Capital appreciation is a rise in the value of an asset based on a rise in market price. It occurs when the asset invested commands a higher price in the market than an investor originally paid for the asset. The capital appreciation portion of the investment includes all of the market value exceeding the original investment or cost basis.

BREAKING DOWN 'Capital Appreciation'

Capital appreciation is one of the two main sources of investment returns, with the others being dividend or interest income. The combination of capital appreciation with dividend or interest returns is referred to as total return. Capital appreciation can occur for many different reasons in different markets and asset classes. It can also occur with financial assets such as stocks or with real assets such as real estate.

Example of Capital Appreciation

An investor purchases a stock for $10 and the stock pays an annual dividend of $1, equating to a dividend yield of 10%. A year later, the stock is trading at $15 per share and the investor has received the dividend of $1. The investor has a return of $5 from capital appreciation as the price of the stock went from the purchase price or cost basis of $10 to a current market value of $15; in percentage terms, the stock price increase led to a return from capital appreciation of 50%. The dividend income return is $1, equating to a return of 10% in line with the original dividend yield. The return from capital appreciation combined with the return from the dividend leads to a total return on the stock of $6 or 60%.

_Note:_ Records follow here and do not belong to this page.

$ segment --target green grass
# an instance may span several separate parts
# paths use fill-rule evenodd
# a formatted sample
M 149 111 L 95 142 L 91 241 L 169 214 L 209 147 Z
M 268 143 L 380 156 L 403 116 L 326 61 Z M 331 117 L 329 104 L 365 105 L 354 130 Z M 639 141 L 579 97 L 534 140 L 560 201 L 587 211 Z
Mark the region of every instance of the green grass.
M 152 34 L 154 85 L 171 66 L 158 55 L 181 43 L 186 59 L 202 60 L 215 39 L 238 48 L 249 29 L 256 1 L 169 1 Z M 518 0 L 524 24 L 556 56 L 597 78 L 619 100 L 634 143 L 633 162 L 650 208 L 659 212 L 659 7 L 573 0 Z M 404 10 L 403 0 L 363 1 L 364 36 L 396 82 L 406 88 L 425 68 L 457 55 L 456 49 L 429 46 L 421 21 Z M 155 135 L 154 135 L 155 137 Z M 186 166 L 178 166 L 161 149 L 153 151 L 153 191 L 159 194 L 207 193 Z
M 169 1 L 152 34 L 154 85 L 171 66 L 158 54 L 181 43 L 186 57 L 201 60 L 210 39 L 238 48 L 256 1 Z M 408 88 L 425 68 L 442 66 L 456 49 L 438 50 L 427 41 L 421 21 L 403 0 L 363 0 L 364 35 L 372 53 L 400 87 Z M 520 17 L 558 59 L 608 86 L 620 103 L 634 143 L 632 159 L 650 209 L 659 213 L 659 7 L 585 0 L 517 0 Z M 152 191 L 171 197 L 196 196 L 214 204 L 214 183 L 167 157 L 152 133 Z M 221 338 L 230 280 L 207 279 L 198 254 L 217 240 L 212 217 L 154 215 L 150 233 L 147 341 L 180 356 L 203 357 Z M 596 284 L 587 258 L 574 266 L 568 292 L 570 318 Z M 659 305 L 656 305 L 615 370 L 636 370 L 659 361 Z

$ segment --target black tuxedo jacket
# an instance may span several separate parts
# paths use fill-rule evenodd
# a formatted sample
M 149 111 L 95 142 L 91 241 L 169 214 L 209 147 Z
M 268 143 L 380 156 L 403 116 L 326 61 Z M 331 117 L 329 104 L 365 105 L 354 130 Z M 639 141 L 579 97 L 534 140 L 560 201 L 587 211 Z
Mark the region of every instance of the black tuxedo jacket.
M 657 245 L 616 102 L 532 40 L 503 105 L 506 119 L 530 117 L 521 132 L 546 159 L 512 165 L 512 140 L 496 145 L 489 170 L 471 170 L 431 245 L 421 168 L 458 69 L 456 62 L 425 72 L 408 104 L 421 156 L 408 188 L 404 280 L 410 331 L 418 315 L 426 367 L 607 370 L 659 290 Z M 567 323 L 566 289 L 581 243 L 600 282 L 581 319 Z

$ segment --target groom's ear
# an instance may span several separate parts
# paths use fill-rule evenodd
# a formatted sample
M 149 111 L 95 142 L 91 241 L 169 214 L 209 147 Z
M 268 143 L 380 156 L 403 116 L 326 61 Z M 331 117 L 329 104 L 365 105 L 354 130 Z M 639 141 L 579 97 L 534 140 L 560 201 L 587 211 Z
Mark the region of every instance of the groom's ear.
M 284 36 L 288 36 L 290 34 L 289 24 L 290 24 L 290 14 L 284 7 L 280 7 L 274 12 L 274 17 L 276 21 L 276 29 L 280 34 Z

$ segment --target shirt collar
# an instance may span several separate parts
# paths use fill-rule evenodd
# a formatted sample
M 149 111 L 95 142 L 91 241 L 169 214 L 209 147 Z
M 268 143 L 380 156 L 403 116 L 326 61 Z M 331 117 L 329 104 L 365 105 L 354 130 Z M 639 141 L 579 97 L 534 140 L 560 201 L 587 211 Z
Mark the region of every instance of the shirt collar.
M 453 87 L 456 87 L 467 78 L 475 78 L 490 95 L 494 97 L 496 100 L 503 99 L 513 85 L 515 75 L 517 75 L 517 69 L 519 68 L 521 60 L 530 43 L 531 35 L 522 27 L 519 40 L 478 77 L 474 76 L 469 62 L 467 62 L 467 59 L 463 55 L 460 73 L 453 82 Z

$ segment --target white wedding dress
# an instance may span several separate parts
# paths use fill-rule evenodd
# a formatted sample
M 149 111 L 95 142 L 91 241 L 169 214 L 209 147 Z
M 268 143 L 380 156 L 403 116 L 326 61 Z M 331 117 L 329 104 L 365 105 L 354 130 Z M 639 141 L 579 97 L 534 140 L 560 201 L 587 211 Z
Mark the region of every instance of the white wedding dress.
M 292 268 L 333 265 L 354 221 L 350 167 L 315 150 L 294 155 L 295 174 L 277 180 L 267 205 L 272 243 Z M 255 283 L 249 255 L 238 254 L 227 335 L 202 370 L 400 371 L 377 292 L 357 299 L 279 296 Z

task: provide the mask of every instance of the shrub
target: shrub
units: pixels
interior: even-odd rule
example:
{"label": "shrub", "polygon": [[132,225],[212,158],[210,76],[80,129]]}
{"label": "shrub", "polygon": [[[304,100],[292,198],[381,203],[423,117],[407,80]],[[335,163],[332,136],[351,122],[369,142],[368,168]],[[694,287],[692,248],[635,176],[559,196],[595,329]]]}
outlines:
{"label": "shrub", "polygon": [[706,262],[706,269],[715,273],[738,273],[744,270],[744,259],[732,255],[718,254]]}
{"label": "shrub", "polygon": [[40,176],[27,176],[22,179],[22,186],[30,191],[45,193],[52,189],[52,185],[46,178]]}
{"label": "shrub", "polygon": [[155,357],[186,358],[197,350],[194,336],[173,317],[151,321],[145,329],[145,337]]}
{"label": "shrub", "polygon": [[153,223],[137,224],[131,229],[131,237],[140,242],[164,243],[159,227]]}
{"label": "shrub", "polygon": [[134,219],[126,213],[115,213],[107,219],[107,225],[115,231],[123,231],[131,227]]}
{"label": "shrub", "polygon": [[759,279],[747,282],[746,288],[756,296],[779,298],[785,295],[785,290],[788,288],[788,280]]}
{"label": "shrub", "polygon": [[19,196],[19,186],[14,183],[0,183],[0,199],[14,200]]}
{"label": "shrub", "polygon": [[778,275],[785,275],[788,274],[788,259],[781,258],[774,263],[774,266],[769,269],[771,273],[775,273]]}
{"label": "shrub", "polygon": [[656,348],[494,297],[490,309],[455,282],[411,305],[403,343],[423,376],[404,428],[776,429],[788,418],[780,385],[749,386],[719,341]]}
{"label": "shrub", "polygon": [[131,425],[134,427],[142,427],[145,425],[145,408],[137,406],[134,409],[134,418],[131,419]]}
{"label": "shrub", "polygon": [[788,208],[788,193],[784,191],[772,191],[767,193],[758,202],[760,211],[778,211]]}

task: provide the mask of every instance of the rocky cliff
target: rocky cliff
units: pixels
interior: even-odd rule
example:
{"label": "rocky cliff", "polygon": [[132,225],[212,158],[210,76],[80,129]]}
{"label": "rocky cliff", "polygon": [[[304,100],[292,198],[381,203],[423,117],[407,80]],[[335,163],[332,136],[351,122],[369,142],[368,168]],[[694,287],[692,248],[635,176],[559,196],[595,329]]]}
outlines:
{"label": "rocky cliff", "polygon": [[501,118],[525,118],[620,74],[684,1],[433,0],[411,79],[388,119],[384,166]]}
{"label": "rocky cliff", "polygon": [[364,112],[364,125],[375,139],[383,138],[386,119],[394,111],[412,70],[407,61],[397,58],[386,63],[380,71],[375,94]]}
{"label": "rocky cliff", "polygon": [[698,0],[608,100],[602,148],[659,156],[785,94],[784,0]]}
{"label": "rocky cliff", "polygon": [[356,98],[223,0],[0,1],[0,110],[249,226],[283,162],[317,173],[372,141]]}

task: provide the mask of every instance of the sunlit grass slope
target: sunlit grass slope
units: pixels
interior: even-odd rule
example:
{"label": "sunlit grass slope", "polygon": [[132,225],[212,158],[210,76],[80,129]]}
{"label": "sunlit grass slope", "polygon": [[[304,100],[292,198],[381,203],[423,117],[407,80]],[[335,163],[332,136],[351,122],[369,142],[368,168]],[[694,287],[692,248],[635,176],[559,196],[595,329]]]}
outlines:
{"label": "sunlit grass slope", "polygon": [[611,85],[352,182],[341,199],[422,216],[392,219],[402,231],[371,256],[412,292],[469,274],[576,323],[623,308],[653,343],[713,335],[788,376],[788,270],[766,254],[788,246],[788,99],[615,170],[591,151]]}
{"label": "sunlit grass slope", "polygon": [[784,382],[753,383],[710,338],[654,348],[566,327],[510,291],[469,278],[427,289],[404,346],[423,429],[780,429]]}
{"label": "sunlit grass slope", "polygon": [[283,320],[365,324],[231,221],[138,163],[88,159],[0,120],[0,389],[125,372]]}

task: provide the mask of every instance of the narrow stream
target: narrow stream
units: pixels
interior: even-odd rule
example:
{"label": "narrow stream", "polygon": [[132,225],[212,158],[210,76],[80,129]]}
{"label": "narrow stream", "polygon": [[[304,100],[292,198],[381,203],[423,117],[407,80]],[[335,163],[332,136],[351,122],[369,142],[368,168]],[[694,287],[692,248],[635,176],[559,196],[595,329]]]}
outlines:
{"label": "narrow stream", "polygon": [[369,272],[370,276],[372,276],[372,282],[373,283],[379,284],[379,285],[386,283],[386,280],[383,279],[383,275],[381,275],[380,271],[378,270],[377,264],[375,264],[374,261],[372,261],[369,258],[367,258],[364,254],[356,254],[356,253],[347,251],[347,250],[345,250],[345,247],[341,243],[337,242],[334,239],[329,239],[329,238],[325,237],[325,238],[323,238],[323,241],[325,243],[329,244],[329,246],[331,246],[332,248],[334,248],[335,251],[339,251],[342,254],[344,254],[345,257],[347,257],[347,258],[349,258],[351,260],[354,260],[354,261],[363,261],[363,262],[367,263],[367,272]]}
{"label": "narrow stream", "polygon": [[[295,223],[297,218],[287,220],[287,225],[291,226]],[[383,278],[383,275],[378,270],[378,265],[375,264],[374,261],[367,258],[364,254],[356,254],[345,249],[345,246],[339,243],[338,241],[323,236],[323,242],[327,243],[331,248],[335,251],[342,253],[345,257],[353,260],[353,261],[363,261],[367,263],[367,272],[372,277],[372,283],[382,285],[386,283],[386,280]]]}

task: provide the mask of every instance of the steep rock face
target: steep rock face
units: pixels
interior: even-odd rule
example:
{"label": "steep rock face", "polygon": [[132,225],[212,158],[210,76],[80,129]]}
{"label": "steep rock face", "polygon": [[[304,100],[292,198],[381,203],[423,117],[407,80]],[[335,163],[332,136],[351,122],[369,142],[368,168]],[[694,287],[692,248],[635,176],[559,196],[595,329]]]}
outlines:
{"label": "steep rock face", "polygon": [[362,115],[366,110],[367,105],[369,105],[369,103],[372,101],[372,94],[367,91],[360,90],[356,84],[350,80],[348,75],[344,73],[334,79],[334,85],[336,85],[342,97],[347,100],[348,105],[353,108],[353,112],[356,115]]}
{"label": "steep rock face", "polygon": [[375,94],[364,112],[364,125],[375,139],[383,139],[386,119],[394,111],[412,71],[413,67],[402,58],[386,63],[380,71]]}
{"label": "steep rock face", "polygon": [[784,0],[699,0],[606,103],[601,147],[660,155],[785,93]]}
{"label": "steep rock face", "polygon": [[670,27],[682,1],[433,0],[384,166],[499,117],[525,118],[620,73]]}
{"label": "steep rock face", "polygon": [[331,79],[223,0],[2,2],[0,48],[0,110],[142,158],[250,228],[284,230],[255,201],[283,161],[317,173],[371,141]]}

Causes of Capital Appreciation

The value of assets can increase for several reasons. There can be a general trend for asset values to increase including macroeconomics factors such as strong GDP growth or Federal Reserve policy such as lowering interest rates. On a more granular level, a stock price can increase because the underlying company is growing faster than analysts expect, or the value of a house can increase because of proximity to new developments such as schools or shopping centers.

Investing for Capital Appreciation

Capital appreciation is often a stated investment goal of many mutual funds. These funds look for investments that will rise in value based on increased earnings or other fundamental metrics. Investments targeted for capital appreciation tend to have more risk than assets chosen for capital preservation or income generation, such as government bonds, municipal bonds or dividend-paying stocks. Because of this, capital appreciation funds are considered most appropriate for risk-tolerant investors. Growth funds are customarily characterized as capital appreciation funds as they invest in the stocks of companies that are growing quickly and increasing their value. Capital appreciation is employed as an investment strategy to satisfy the retirement and lifestyle goals of investors.

Capital Appreciation Bond

Capital appreciation bonds are backed by local government agencies and are therefore known as municipal securities. They work by compounding interest until maturity, when an investor receives a lump sum that includes the value of the bond and the total accrued interest. This differs from regular bonds, which typically pay interest payments each year. These types of investments are often used to fund municipal projects such as parks and roads.